Online evals are your in-experiment monitoring. They sample live traffic, catch distribution shift, and feed low-scoring examples back into your golden dataset. This is how you catch cases your offline set didn't cover. It mirrors the same pattern as sequential testing with early stopping criteria, except you're not stopping early; you're catching regression before it becomes a crisis.

If you're only running offline evals, you're over-confident in a static test set. If you're only running online evals, you're flying blind before each ship. You need both, for the same reason you run pre-launch QA and post-launch monitoring in any serious experimentation program.

What Experimentation Rigor Actually Looks Like

Here's how I set this up in practice:

Lock a baseline first. Run your current production configuration against your golden dataset and record the score. That's your control. Every subsequent eval is a treatment variant.
Size your golden set properly. For a binary metric (correct vs. incorrect), detecting a 10-point difference with 80% power requires roughly 150 to 200 examples. Not many, but far more than 10.
Run the full set before concluding. Don't check results at 20 examples and ship.
Log everything: input, output, score, model version, prompt hash, timestamp. You want to reproduce any eval run six months from now, the same way you'd audit a test's bucketing logic after the fact.
Separate your judge from your generator. Use a different provider or a fine-tuned judge model, not the same system you're evaluating.

The tools that handle this well right now are Braintrust (strong on dataset management and experiment tracking), Promptfoo (CI-native, good for prompt regression), and LangSmith if you're deep in the LangChain ecosystem. No single tool covers everything; most production teams end up combining two of them.

Where the Analogy Breaks

Not everything transfers. In A/B testing, you define your primary metric before the test runs. In evals, you often discover what you care about as you build. That's fine, but it means early eval results aren't comparable to later ones if you've changed your scoring rubric. Version your rubrics the same way you version your prompts. They're part of the experiment configuration.

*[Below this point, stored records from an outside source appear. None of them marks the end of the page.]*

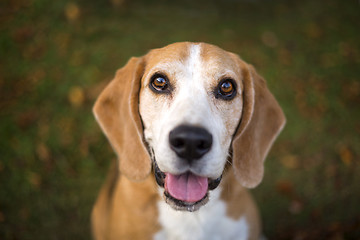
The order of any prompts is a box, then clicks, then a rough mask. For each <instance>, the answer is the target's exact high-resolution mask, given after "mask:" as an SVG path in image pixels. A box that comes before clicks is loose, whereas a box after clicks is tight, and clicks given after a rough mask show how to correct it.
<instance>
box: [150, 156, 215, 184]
mask: <svg viewBox="0 0 360 240" xmlns="http://www.w3.org/2000/svg"><path fill="white" fill-rule="evenodd" d="M154 173H155V179H156V182H157V184H158V185H159V186H160V187H164V184H165V177H166V173H164V172H162V171H161V170H160V168H159V166H158V165H157V163H156V161H155V162H154ZM221 179H222V175H220V177H218V178H216V179H212V178H209V186H208V189H209V190H214V189H215V188H217V187H218V186H219V184H220V182H221Z"/></svg>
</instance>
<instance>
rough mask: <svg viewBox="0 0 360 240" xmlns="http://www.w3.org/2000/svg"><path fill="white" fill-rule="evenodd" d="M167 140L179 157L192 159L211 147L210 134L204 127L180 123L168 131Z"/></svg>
mask: <svg viewBox="0 0 360 240" xmlns="http://www.w3.org/2000/svg"><path fill="white" fill-rule="evenodd" d="M169 142H170V147H171V149H172V150H173V151H174V152H175V153H176V154H177V155H178V156H179V157H181V158H184V159H186V160H188V161H192V160H196V159H199V158H201V157H202V156H203V155H204V154H205V153H207V152H208V151H209V150H210V149H211V145H212V136H211V134H210V133H209V132H208V131H206V129H204V128H200V127H192V126H187V125H181V126H179V127H177V128H175V129H174V130H173V131H171V132H170V134H169Z"/></svg>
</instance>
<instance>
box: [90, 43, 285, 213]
mask: <svg viewBox="0 0 360 240" xmlns="http://www.w3.org/2000/svg"><path fill="white" fill-rule="evenodd" d="M94 113H95V116H96V119H97V121H98V122H99V124H100V126H101V128H102V130H103V131H104V133H105V134H106V136H107V138H108V139H109V141H110V143H111V145H112V146H113V148H114V150H115V152H116V153H117V155H118V158H119V170H120V171H121V172H122V174H124V175H125V176H127V177H128V178H129V179H133V180H138V181H139V180H142V179H144V178H146V177H147V176H148V174H149V173H150V171H151V169H154V173H155V177H156V181H157V183H158V185H160V186H161V187H163V189H164V193H165V194H164V195H165V200H166V201H167V202H168V203H169V204H170V205H171V206H172V207H174V208H175V209H179V210H187V211H194V210H197V209H199V207H200V206H202V205H203V204H205V203H206V202H207V200H208V192H209V191H210V190H212V189H214V188H216V187H217V186H218V185H219V183H220V181H221V176H222V173H223V171H224V167H225V164H226V161H227V160H228V159H229V157H231V166H232V168H233V170H234V172H235V176H236V177H237V179H238V181H239V183H241V184H242V185H243V186H245V187H255V186H256V185H258V184H259V183H260V181H261V180H262V177H263V172H264V167H263V162H264V159H265V157H266V155H267V152H268V151H269V149H270V147H271V145H272V143H273V141H274V140H275V138H276V136H277V135H278V134H279V132H280V130H281V129H282V128H283V126H284V124H285V117H284V115H283V112H282V110H281V108H280V106H279V105H278V103H277V102H276V100H275V98H274V97H273V96H272V94H271V93H270V92H269V90H268V89H267V87H266V83H265V81H264V80H263V79H262V78H261V77H260V76H259V75H258V74H257V73H256V71H255V70H254V68H253V67H252V66H251V65H249V64H247V63H245V62H244V61H242V60H241V59H240V58H239V57H238V56H237V55H235V54H232V53H230V52H226V51H224V50H222V49H220V48H218V47H216V46H213V45H209V44H204V43H200V44H199V43H197V44H196V43H176V44H172V45H169V46H167V47H164V48H161V49H155V50H152V51H150V52H149V53H148V54H147V55H145V56H143V57H141V58H132V59H131V60H130V61H129V62H128V63H127V64H126V66H125V67H123V68H121V69H120V70H119V71H118V72H117V74H116V77H115V78H114V80H113V81H111V83H110V84H109V85H108V86H107V87H106V88H105V90H104V91H103V92H102V93H101V95H100V96H99V98H98V100H97V102H96V104H95V106H94ZM231 150H232V151H231ZM230 151H231V156H230Z"/></svg>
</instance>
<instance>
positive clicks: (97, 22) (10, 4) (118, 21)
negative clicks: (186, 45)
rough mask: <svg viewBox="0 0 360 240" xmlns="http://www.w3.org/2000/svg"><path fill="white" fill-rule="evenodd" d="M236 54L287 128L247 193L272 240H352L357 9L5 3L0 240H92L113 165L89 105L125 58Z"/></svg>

Also, agents have non-determinism built in. The same input won't always produce the same output. That means you need more eval runs per configuration than you'd intuitively expect, especially for multi-step tasks. Treat it like measuring a noisy metric: more samples, averaged scores, skepticism toward single-run results.

The instinct that "we evaluated it and it looked fine" is exactly as dangerous as "we ran a 200-session test and it trended positive." Volume and measurement rigor matter. You already knew that. Apply it here.